Cuando le llegó el turno al caballero vestido de negro, éste no vació sus bolsillos sino que se limitó a extender sus manos.

—No tengo posesiones —dijo.

—Me temo que tengo que pedirle que vacíe sus bolsillos para asegurarme —dijo el coronel con brusquedad.

—No tengo bolsillos —dijo el extraño.

Mr. Twyford observó las largas ropas negras del hombre con una inquisitiva mirada.

—¿Es usted monje? —preguntó, intrigado.

—Soy mago —respondió el extraño—. Supongo que habrá usted oído hablar de los Reyes Magos, ¿verdad? Pues yo soy un mago.

—¡Guau! —exclamó Summers Minor con los ojos muy abiertos.

—Pero fui monje una vez —continuó el otro—. Soy lo que ustedes llamarían un monje fugado. Y, en efecto, así es, puesto que he escapado a la eternidad. Y los monjes sostenemos al menos una verdad: que para alcanzar una vida verdaderamente plena debemos privarnos de posesiones. No tengo dinero ni bolsillos para llevarlo. Las estrellas son mis únicas alhajas.

—Sea como fuere, las estrellas están fuera de nuestro alcance —dijo el Coronel Morris en un tono que sugería que con aquello tenía suficiente—. He conocido muchos y muy buenos magos en la India, pero puedo jurarles que todos resultaron ser unos farsantes. De hecho, he llegado a divertirme muchísimo a su costa poniéndolos en evidencia. En todo caso, mucho más que con este trabajo tan monótono que tengo ahora. Por cierto, aquí viene Mr. Symon, quien les mostrará la antigua cámara que se encuentra escaleras abajo.

Mr. Symon, el guía y guardián oficial, resultó ser un hombre joven, prematuramente canoso, dueño de una boca muy seria que contrastaba curiosamente con un minúsculo bigotito negro cuyas crecidas puntas parecían, de alguna extraña manera, separarse de él hasta dar la impresión de que tenía un par de moscas negras posadas en el rostro. Hablaba con el acento típico de Oxford, si bien con un estilo tan mecánico como el más indiferente de los guías de pago.

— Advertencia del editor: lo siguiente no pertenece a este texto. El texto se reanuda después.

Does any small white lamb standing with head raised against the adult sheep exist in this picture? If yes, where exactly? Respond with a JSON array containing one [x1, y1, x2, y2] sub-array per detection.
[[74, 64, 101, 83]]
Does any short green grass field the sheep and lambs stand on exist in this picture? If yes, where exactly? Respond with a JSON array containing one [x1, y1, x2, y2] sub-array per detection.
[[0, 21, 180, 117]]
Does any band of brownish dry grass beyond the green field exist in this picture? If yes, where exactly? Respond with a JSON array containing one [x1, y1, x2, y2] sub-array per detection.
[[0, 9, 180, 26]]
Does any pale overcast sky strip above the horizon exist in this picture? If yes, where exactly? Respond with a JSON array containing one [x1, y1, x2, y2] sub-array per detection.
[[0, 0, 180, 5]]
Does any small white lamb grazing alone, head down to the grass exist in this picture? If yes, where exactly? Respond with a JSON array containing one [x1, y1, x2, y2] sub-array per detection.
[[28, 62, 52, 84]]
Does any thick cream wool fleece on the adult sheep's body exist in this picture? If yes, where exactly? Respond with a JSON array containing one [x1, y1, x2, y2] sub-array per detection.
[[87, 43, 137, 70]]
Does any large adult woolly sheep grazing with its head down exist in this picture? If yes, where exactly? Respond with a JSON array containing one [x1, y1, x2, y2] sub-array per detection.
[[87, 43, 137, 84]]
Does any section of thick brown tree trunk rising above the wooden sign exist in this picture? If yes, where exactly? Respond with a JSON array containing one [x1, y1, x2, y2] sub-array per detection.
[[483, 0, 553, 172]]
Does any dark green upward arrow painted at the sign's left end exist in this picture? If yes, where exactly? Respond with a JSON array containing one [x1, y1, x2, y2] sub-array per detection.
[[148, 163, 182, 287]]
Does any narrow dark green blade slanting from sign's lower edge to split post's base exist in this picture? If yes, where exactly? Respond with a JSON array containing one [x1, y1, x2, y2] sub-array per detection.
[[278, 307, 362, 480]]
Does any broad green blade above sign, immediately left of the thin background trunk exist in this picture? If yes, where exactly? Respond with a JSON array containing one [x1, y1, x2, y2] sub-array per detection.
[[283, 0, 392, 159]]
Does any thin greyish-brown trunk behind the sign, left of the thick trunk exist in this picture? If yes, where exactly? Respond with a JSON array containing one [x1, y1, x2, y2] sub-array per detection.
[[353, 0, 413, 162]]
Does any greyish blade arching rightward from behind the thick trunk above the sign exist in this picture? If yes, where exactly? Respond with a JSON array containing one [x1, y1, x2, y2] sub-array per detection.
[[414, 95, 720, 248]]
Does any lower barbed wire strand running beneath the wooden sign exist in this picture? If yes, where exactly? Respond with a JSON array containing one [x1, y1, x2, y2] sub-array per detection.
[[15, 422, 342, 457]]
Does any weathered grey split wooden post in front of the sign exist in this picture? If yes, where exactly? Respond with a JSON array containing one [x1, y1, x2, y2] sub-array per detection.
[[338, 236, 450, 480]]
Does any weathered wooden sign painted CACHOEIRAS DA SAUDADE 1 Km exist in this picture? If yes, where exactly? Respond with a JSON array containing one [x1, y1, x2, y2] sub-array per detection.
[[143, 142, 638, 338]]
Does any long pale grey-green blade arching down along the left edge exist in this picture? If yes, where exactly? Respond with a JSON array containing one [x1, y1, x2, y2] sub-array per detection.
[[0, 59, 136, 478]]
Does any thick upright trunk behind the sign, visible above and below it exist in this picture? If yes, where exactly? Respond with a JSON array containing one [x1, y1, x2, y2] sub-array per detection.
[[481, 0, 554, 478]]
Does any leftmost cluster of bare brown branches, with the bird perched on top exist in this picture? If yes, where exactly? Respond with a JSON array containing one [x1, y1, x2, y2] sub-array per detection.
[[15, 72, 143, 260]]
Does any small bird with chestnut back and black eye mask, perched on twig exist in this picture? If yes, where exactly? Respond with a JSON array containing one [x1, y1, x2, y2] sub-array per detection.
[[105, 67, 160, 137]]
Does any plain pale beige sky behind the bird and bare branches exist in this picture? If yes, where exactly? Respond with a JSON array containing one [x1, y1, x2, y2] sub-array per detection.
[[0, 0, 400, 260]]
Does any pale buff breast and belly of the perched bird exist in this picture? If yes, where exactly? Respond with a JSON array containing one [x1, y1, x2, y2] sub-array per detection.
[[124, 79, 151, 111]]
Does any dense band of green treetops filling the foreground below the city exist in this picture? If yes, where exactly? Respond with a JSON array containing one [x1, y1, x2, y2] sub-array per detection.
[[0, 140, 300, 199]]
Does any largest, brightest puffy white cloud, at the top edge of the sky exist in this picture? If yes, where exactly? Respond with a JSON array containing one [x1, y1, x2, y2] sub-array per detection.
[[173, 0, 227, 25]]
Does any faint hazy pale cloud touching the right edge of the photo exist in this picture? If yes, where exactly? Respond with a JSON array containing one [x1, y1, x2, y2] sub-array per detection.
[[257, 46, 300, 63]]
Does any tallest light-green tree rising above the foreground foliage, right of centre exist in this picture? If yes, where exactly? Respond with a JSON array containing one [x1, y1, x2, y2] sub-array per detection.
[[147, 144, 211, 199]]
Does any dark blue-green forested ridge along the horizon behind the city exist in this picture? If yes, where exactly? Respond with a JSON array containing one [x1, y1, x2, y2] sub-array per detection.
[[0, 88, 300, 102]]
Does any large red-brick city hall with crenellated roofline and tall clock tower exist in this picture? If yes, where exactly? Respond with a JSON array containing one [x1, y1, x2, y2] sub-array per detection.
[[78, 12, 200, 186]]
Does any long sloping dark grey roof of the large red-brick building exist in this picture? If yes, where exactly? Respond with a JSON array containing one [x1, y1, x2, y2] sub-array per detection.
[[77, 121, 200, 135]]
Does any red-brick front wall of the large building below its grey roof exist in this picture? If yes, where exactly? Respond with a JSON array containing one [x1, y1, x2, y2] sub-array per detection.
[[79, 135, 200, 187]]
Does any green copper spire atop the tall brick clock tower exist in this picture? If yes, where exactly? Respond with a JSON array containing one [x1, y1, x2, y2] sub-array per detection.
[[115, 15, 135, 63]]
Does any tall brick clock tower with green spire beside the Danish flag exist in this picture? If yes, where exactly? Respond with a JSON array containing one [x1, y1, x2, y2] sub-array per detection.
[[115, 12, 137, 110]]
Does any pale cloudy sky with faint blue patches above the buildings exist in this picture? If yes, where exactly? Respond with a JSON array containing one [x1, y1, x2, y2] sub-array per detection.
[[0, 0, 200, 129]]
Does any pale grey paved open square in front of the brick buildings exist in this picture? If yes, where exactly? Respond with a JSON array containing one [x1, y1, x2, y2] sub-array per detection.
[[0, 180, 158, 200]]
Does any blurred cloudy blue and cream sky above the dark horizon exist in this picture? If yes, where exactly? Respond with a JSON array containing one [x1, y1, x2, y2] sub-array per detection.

Descendieron todos juntos por una oscura escalera de piedra. Al pie de ésta, Symon pulsó un botón, tras lo cual una puerta se abrió a una habitación oscura o, más bien, a una habitación que hacía un instante había estado a oscuras, puesto que casi al mismo tiempo que la pesada puerta de hierro se abría un resplandor de luz eléctrica casi cegador se apoderó de todo el interior. El caprichoso entusiasmo de Stinks se encendió al momento y, presa de una gran excitación, preguntó si las luces y las puertas funcionaban conjuntamente.